My gripe with Super Moonlighters was their bulk rather than anything else. I couldn't see much, if any, improvement in light gathering between a 45, 50 or 56 with any of the scopes in this price bracket. A sharp 4x40 was as bright as any of them, though added mag sometimes gave a bit more definition on target. That ?x50 Tasco was as IJ stated like a 4x20!
Kassnar should have been better than they were.
Now if you had a Leupold, B&L, or higher end European scope then it was as if someone had turned the lights on. But they cost more than the gun and I'd be still doing the paper round.

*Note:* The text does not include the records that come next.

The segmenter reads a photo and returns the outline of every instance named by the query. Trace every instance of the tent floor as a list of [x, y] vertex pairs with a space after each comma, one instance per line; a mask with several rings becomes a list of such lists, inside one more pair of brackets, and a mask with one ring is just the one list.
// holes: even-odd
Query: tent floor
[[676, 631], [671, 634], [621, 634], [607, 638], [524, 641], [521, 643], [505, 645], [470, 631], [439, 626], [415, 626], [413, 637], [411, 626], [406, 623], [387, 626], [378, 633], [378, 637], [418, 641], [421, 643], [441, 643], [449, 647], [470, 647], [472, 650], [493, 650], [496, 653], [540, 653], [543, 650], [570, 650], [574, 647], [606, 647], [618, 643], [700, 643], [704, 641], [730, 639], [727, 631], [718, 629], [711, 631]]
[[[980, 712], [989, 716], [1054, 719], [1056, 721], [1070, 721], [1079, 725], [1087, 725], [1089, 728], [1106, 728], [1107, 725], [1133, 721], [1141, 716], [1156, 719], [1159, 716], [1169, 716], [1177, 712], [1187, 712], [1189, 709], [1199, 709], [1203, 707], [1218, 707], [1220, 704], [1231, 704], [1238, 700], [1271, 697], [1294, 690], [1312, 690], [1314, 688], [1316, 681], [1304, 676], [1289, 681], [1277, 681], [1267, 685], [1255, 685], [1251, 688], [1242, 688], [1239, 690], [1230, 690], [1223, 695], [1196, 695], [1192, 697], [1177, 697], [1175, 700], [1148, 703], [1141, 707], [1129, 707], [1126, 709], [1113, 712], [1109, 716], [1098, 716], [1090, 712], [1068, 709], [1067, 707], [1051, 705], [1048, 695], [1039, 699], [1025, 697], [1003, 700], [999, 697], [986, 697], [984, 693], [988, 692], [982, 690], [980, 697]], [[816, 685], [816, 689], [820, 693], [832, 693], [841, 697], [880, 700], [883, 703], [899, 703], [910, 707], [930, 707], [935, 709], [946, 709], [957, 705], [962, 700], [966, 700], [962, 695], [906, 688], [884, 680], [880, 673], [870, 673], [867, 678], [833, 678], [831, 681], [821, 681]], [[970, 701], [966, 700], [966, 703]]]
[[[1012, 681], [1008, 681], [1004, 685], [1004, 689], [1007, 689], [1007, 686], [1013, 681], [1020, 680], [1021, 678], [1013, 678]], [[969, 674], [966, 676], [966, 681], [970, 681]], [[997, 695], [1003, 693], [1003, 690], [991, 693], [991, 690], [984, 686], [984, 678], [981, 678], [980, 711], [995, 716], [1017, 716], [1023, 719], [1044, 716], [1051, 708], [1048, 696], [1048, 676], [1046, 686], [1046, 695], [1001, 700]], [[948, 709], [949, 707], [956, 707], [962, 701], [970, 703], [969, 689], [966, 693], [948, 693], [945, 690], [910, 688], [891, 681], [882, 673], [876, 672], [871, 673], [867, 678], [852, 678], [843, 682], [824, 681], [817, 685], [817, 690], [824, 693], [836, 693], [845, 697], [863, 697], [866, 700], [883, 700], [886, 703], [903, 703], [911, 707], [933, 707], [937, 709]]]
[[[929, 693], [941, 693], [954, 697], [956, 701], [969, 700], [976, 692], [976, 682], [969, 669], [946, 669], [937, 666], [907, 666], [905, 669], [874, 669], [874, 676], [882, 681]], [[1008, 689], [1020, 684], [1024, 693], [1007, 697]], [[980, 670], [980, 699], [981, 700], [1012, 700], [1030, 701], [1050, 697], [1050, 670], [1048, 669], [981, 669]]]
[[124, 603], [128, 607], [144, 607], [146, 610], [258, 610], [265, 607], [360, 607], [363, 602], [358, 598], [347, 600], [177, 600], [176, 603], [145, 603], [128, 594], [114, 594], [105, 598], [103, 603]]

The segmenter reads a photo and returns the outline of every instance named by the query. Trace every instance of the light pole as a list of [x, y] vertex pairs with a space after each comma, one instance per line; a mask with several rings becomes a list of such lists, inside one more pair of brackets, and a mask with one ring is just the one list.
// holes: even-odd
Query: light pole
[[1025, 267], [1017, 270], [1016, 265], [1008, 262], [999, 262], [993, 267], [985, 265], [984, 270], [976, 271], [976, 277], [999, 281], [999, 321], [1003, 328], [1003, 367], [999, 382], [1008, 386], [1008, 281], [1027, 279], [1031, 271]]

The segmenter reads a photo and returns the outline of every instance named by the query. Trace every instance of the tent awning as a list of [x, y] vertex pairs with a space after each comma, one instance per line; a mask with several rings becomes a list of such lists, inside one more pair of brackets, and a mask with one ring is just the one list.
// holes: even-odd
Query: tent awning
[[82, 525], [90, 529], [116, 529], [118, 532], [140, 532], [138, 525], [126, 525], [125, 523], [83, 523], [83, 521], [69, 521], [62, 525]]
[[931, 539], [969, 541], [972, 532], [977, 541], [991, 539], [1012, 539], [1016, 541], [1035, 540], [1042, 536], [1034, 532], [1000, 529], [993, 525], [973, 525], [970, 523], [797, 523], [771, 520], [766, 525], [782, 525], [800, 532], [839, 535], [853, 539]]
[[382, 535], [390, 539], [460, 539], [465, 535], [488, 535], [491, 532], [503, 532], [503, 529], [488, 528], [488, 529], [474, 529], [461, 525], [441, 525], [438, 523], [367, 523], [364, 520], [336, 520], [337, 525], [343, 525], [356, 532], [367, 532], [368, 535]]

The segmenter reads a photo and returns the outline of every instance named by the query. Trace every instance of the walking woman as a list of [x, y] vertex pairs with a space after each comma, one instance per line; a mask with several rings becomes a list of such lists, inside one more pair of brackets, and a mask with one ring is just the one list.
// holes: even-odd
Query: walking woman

A JD HW80 combination is something I have thought of a couple of times. Then I pick up a FWB Sport and get over it. He shot a .22 in the field, though his first airgun was a .177 Crosman pump (but that was all he could afford having just got out of the Army; he did some tricky stuff in the troubles. I didn't know him well but he definitely inspired many.) If you followed his writing he started with a .177 for penetration. Then switched to a .22 for rabbit shots into the engine room. By the end he still shot a .22 but generally only head shots. I stuck to the .177 and head shots from almost day one (circa 1978). Now its the norm/expected. The greater part to it all is that modern rifles, ammunition, and scopes can give the consistency and accuracy to pull off these shots in either calibre. In 1980 a pigeon head shot was tricky even at point blank. By 1986 it was doable out to 30m and today possibly 40m and beyond. How things have changed.